La police a conseillé à Abdullah de ne pas sortir de chez lui lundi pour le premier anniversaire des sanglantes émeutes interethniques à Urumqi, capitale de la région du Xinjiang, dans le nord-ouest de la Chine, où la peur et les divisions restent très présentes.

«Il nous ont dit qu'on ne peut pas sortir le 5 juillet et ils sont aussi venus jeudi pour récupérer tous nos grands couteaux», explique cet homme de 46 ans en buvant le thé dans son restaurant du quartier ouïghour.

Le 5 juillet 2009, Urumqi avait été ensanglantée par des violences nourries par le ressentiment d'une partie de la minorité ouïghoure, musulmane et de langue turque, envers la domination chinoise représentée par les Han.

Les jours suivants, des groupes de Han, armés de couteaux et de barres de fer, étaient descendus dans les rues pour se venger.

Officiellement, près de 200 personnes ont été tuées et 1700 blessées, beaucoup plus selon la dissidence ouïghoure en exil.

Les autorités chinoises insistent sur le fait que ces violences ont été le fait de terroristes, de séparatistes et d'extrémistes religieux.

Désormais, les Ouïghours affirment vivre sous la crainte des arrestations, accusés de fomenter des troubles.

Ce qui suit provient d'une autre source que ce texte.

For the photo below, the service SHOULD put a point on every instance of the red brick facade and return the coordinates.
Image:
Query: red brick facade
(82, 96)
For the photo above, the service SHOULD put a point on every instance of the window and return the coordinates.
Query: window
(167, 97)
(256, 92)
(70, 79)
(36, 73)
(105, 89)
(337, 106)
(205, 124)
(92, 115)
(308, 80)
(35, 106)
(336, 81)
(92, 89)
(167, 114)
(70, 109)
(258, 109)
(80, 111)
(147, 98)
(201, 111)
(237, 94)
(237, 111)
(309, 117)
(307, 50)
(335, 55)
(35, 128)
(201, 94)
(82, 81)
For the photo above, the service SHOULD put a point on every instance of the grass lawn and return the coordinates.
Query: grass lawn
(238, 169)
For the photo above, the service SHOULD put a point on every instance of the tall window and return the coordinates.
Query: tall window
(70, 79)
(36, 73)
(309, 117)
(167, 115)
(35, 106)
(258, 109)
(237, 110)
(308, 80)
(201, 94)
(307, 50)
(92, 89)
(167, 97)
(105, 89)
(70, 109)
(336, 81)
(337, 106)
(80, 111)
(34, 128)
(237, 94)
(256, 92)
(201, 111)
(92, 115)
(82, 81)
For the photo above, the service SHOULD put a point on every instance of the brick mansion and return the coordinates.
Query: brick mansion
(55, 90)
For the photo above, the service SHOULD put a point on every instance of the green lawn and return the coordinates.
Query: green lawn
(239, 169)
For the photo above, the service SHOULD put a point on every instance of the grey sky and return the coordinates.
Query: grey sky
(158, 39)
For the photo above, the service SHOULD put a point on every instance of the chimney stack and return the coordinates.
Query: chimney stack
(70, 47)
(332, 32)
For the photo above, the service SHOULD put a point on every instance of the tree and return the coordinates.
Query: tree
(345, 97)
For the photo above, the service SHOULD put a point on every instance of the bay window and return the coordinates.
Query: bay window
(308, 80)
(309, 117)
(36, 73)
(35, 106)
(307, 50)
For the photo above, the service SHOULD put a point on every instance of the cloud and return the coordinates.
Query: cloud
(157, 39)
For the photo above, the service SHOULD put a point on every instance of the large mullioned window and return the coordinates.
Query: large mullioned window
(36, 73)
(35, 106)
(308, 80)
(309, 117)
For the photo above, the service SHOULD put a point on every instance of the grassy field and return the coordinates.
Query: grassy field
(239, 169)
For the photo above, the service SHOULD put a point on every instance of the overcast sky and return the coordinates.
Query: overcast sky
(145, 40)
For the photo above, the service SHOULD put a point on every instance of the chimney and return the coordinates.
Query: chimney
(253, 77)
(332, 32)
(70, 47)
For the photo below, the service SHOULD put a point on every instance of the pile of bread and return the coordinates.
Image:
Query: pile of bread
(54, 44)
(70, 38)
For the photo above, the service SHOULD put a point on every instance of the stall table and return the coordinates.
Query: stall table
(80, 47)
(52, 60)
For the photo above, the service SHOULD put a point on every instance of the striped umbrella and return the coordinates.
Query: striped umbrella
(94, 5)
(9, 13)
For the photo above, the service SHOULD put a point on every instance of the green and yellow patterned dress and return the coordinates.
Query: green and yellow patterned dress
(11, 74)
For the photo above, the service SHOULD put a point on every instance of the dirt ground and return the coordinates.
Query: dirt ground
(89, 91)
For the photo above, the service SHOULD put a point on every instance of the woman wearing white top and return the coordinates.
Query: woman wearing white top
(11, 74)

Un homme d'affaires ouïghour, sous couvert de l'anonymat, affirme que son frère âgé de 20 ans a été condamné à neuf ans de prison pour avoir lancé une pierre sur une voiture lors des émeutes.

«C'est incroyablement sévère, et comme vous pouvez l'imaginer, c'est très dur pour ma famille», dit-il.

Beaucoup refusent d'être interviewés, de peur des représailles.

Les autorités se sont préparées, avec des renforts de police et la mise en place de 40 000 caméras de vidéo-surveillance dans la ville de plus de deux millions d'habitants.

Abdullah montre les barrières érigées par les autorités dans la rue où il vit pour empêcher les personnes extérieures d'entrer.

«Elles vont être fermées le jour de l'anniversaire», dit-il.

Cependant, ce week-end, les restaurants et magasins étaient ouverts et, vendredi, les mosquées étaient pleines pour la prière dans le quartier ouïghour. Dans l'une d'elles, les fidèles priaient sous une large banderole appelant à s'opposer au séparatisme et à «soutenir l'unité de la Mère patrie», sous la surveillance de la police anti-émeute.

Beaucoup de Hans expliquent que la ville a retrouvé une vie normale et que la présence policière permettra d'éviter de nouvelles violences. Mais certains se disent prêts au pire.

«On est préparé psychologiquement maintenant, s'il se passe quelque chose, je sais comment aller à un endroit sûr», dit Wang, un Han qui possède un petit commerce de boissons près du centre.

En avril, Pékin a placé à la tête de la région un secrétaire général du Parti considéré comme moins dur et promis d'accélérer le développement économique «afin que les groupes ethniques puissent être plus riches et plus heureux».

Abdullah reste prudent.

«Ils (les dirigeants) semblent toujours mieux au début, mais peu à peu, après six mois ou un an, cela s'empire», dit-il.

Il espère pouvoir obtenir un passeport pour son fils -- ce qui est difficile pour les Ouïghours, affirme-t-il -- afin que ce dernier puisse aller à l'étranger, dans un pays où «les salaires sont plus élevés et la situation des droits de l'Homme meilleure».

Vendredi, Amnesty International a appelé à une enquête indépendante sur les émeutes, Washington exhortant pour sa part la Chine à faire preuve de transparence et à respecter les droits des habitants du Xinjiang.